More of Titan's secrets to be unveiled on 21 January
One week after the successful completion of Huygens' mission to the atmosphere and surface of Titan, the largest and most mysterious moon of Saturn, the European Space Agency is bringing together some of the probe's scientists to present and discuss the first results obtained from the data collected by the instruments.
After a 4000 million kilometre journey through the Solar System that lasted almost seven years, the Huygens probe plunged into the hazy atmosphere of Titan at 11:13 CET on 14 January and landed safely on its frozen ground at 13:45 CET. It continued transmitting from the surface for several hours, even after the Cassini orbiter dropped below the horizon and stopped recording the data to relay them towards Earth. Cassini received excellent data from the surface of Titan for 1 hour and 12 minutes.
More than 474 megabits of data were received in 3 hours 44 minutes from Huygens, including some 350 pictures collected during the descent and on the ground, which revealed a landscape apparently modelled by erosion with drain channels, shoreline-like features and even pebble-shaped objects on the surface.

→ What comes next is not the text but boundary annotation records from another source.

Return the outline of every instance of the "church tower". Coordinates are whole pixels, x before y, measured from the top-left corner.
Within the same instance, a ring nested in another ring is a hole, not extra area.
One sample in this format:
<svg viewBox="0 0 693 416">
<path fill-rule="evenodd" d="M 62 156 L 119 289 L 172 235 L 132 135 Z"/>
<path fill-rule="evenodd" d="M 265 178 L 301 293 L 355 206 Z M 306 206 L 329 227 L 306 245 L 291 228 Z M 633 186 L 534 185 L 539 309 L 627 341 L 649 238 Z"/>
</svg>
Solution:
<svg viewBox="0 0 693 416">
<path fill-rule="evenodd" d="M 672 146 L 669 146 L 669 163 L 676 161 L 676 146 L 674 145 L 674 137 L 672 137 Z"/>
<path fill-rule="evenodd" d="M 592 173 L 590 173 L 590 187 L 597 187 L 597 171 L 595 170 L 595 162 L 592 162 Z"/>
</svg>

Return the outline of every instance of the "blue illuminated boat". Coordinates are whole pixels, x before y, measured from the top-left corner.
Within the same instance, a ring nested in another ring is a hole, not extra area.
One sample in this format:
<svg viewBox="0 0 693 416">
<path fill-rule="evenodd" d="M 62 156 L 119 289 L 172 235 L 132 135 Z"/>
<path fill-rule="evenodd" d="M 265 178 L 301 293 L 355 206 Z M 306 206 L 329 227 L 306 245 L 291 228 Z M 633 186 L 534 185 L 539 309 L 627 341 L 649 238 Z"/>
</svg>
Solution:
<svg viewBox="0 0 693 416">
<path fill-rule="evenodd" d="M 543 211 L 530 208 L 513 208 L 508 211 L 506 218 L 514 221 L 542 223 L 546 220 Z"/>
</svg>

The atmosphere was probed and sampled for analysis at altitudes from 160 km to the ground, revealing a uniform mix of methane with nitrogen in the stratosphere. Methane concentration increased steadily in the troposphere down to the surface. Clouds of methane at about 20 km altitude and methane or ethane fog near the surface were detected.
The probe's signal, monitored by a global network of radio telescopes on Earth, will help reconstruct its actual trajectory with an accuracy of 1 km and will provide data on Titan's winds. Early analysis of the received signal indicate that Huygens was still transmitting after three hours on the surface. Later recordings are being analysed to see how long Huygens kept transmitting from the surface.
Samples of aerosols were also collected at altitudes between 125 and 20 km and analysed onboard. During the descent, sounds were recorded in order to detect possible distant thunder from lightning, providing an exciting acoustic backdrop to Huygens's descent.
As the probe touched down at about 4.5 metres per second, a whole series of instruments provided a large amount of data on the texture of the surface, which resembles wet sand or clay with a thin solid crust, and its composition, mainly a mix of dirty water ice and hydrocarbon ice, resulting in a darker soil than expected. The temperature measured at ground level was about -180 degrees Celsius.
Some stunning preliminary results were presented shortly after the science teams obtained access to their data, on 15 January. After several days of processing and analysis of these results, the scientists will be able to deliver a better view of this strange distant world during a press conference on Friday 21 January at 11:00 CET at ESA's Headquarters in Paris (rebroadcast at several other ESA establishments).